Data Services Newsletter

Volume 16 : No 2 : Summer 2014

What's new at the International Deployment of Accelerometer's Data Collection Center

IDA staff are in the process of transforming the Data Collection Center’s (DCC) hardware architecture from a collection of Sun Microsystems servers running Solaris to a Linux cluster utilizing Linux Virtual Machine (VM) under Red Hat. In making this change, we are following the practices of the IRIS DMC and the USArray’s Array Network Facility (ANF), who have also adopted Linux VM as their central architecture. Currently all data received from II stations are fed into a buffer on the VM and immediately forwarded to the IRIS DMC for distribution to the community. Initial processing of the raw data into standard form and many quality assessment functions are still performed on the Solaris systems. Thus, we are temporarily running a hybrid system. Our goal is to transfer these remaining Solaris functions to the VM in the near future. When that change is complete, we will be left with a simpler system that we expect will be much easier to administer.

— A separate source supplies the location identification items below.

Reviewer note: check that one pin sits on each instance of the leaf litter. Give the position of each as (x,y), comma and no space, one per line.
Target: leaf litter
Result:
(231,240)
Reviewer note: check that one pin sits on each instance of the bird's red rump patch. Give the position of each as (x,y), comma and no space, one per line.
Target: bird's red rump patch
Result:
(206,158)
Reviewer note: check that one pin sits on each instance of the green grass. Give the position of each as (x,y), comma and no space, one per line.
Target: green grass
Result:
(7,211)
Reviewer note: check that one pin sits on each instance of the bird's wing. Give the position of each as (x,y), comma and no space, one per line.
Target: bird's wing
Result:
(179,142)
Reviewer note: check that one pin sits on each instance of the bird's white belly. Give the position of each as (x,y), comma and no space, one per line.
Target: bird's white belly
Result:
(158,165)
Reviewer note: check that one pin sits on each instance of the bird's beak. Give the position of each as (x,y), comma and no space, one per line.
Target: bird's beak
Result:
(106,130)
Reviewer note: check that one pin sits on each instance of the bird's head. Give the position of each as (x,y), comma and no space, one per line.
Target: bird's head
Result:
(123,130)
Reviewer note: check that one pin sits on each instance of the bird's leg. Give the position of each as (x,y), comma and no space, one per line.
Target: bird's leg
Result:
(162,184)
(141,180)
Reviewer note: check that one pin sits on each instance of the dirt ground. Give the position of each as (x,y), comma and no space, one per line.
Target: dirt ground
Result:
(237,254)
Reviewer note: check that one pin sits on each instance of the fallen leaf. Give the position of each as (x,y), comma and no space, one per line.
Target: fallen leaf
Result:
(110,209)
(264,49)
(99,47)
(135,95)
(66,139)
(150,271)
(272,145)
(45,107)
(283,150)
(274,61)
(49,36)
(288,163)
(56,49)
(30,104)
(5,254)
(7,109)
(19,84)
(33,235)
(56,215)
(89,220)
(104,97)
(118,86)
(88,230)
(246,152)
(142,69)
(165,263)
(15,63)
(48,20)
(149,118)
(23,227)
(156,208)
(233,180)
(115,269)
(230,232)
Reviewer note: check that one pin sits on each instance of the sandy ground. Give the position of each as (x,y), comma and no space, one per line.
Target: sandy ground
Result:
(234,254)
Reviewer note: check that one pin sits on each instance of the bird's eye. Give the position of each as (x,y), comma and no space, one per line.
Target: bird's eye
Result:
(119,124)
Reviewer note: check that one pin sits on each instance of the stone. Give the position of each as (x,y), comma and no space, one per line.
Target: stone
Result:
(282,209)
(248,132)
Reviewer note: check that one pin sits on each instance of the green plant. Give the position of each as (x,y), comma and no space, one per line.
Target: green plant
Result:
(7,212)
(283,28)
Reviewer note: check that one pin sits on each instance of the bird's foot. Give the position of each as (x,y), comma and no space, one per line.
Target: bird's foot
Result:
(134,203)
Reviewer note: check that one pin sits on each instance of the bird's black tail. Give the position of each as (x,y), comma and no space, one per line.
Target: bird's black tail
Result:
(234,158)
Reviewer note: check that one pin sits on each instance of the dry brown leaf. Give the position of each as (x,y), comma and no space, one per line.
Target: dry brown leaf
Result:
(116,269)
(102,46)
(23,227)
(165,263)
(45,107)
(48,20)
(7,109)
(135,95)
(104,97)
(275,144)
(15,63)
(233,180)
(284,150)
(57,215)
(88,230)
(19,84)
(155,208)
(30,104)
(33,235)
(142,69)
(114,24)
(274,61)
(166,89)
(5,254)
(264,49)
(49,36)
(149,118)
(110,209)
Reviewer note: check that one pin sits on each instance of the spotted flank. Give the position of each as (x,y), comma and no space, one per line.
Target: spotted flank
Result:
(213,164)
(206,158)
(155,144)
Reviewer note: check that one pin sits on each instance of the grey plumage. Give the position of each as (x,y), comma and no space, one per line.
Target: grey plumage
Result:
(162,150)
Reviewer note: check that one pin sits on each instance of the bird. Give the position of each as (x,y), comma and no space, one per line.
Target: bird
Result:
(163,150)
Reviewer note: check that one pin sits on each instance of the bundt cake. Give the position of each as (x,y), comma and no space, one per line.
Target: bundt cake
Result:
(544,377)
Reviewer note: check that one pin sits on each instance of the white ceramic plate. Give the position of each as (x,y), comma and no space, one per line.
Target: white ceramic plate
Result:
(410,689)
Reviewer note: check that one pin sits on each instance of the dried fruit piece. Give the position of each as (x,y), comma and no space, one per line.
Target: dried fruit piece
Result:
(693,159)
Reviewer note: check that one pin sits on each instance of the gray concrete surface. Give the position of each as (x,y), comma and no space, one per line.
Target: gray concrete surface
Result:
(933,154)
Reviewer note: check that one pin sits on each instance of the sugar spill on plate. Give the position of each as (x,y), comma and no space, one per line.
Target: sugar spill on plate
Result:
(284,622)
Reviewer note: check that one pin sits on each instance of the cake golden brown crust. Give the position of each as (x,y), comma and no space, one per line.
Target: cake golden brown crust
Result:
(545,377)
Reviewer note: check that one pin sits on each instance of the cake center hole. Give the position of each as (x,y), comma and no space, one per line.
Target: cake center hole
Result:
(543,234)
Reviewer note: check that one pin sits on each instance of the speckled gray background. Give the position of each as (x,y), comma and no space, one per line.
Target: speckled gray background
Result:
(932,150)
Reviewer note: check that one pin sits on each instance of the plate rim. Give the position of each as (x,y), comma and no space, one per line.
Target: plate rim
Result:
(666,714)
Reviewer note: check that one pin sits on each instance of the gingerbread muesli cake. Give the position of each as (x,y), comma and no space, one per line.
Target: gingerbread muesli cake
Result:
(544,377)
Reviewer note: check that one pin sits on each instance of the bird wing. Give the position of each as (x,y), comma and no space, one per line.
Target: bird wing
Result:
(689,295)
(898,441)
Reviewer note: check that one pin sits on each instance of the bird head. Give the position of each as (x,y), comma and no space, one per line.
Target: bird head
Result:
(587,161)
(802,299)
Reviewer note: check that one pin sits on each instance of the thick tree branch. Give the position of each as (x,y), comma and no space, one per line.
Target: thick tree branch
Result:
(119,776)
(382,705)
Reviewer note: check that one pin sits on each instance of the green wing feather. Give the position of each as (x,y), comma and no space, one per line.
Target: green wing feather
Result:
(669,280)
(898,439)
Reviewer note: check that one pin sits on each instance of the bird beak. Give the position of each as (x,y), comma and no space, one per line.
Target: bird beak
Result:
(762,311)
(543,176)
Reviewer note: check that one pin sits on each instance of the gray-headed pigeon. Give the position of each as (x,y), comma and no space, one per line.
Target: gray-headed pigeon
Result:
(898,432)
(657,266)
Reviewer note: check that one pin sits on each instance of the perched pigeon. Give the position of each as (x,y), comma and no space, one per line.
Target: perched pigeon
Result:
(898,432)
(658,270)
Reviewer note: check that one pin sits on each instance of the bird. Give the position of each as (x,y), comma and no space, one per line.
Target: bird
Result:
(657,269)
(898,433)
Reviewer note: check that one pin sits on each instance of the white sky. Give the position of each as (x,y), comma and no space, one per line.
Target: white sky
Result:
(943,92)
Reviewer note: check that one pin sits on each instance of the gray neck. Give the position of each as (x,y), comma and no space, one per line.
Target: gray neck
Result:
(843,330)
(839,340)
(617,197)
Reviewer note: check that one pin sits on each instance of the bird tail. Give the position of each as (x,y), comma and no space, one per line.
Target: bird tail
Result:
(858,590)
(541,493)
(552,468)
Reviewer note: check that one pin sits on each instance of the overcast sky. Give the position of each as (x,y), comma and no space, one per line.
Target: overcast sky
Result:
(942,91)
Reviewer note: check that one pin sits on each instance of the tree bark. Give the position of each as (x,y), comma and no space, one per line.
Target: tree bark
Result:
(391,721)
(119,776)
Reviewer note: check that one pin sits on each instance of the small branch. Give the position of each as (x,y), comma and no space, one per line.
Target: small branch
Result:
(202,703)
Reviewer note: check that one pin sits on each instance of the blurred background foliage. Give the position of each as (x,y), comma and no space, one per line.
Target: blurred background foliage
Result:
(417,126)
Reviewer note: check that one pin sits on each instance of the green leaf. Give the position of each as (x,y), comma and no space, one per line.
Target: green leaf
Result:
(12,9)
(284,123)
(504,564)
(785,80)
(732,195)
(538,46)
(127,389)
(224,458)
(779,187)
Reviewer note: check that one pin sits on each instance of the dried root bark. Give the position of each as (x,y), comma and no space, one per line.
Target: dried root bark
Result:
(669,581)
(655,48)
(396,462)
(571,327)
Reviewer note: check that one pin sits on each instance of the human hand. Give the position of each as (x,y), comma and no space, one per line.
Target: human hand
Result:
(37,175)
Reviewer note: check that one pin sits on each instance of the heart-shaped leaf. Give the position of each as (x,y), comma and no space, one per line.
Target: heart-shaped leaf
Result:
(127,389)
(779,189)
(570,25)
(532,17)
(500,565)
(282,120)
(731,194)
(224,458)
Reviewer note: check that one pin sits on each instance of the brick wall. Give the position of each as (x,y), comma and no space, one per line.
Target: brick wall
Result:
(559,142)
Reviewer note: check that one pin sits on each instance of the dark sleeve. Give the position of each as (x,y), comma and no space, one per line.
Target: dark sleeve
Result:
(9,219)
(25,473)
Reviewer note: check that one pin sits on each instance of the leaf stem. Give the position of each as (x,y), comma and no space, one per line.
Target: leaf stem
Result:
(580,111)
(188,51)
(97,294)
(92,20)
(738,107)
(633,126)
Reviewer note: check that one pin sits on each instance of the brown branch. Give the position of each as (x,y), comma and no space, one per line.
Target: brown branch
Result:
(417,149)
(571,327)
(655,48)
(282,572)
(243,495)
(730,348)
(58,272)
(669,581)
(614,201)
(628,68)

IDA staff are also updating the IDA website to have a new look and feel. The last major overhaul of the site was in 2002. The new website, which went public on January 24th, has been reorganized and modernized around a Drupal content management framework that should display better under a broader range of platforms. There is much work yet to complete our vision of what we wish to include in the site. In particular, we would like to make available some of the MUSTANG quality assessment information that IDA is integrating into the DCC’s quality control procedures.

An example of one IDA QC application that takes advantage of the DMC’s web service developments is shown in Figure 1.

Figure 1 - Plotted seismograms from the recent M8.2 Chile event, recorded by II.NNA
Figure 1: Plotted seismograms from the recent Mw=8.2 Tarapaca, Chile earthquake
as recorded on a three-component set of STS1s and an Episensor accelerometer
at II station NNA (Ñaña, Peru)

Here are plotted seismograms from the recent Mw=8.2 Tarapaca, Chile earthquake as recorded on a three-component set of STS1s and an Episensor accelerometer at II station NNA (Ñaña, Peru). For stations so close to such large events (NNA is at an epicentral distance of 9.5 degrees), we wish to check for non-linear behavior on our weak-motion sensors, the STS1s in this example. All waveforms were retrieved from the DMC’s Seattle archive and read directly into Matlab © using irisFetch. The data streams from the Episensor were then transformed to mimic the response of the STS1, and finally both sets of data were filtered to identical frequency passbands. That the pairs of traces overlay suggests to us that the STS1s were not overdriven by this event and also that the orientations of the STS1s relative to the Episensor are well determined. Lastly the scaling value for each trace (shown as an inset) indicates that the relative response of the pairs of components is close to the 1% level of accuracy desired by the GSN.

To refine knowledge of instrument response at each station, IDA is conducting a field campaign as part of the GSN’s data quality initiative. One part of that initiative, the use of portable instruments to calibrate the sensitivity of permanently deployed GSN sensors, is described on the above page as the SenSorLoc Kit. Figure 2 shows IDA technician Jim Conley as he uses the IDA SenSorLoc to calibrate instruments at II PALK (Palakele, Sri Lanka).

Figure 2 - IDA tech Jim Conley using the IDA SenSorLoc
Figure 2: IDA technician Jim Conley as he uses the IDA SenSorLoc to calibrate
instruments at II PALK (Palakele, Sri Lanka)

The APS differential GPS unit on the tripod in the foreground is used to orient the portable Compact Trillium 120 sensor placed on the floor of the recording building to the rear. A mirror assembly (see inset) is affixed to the Trillium to permit the sensor to be accurately oriented by the APS. A table of recent test dates is maintained on our web page.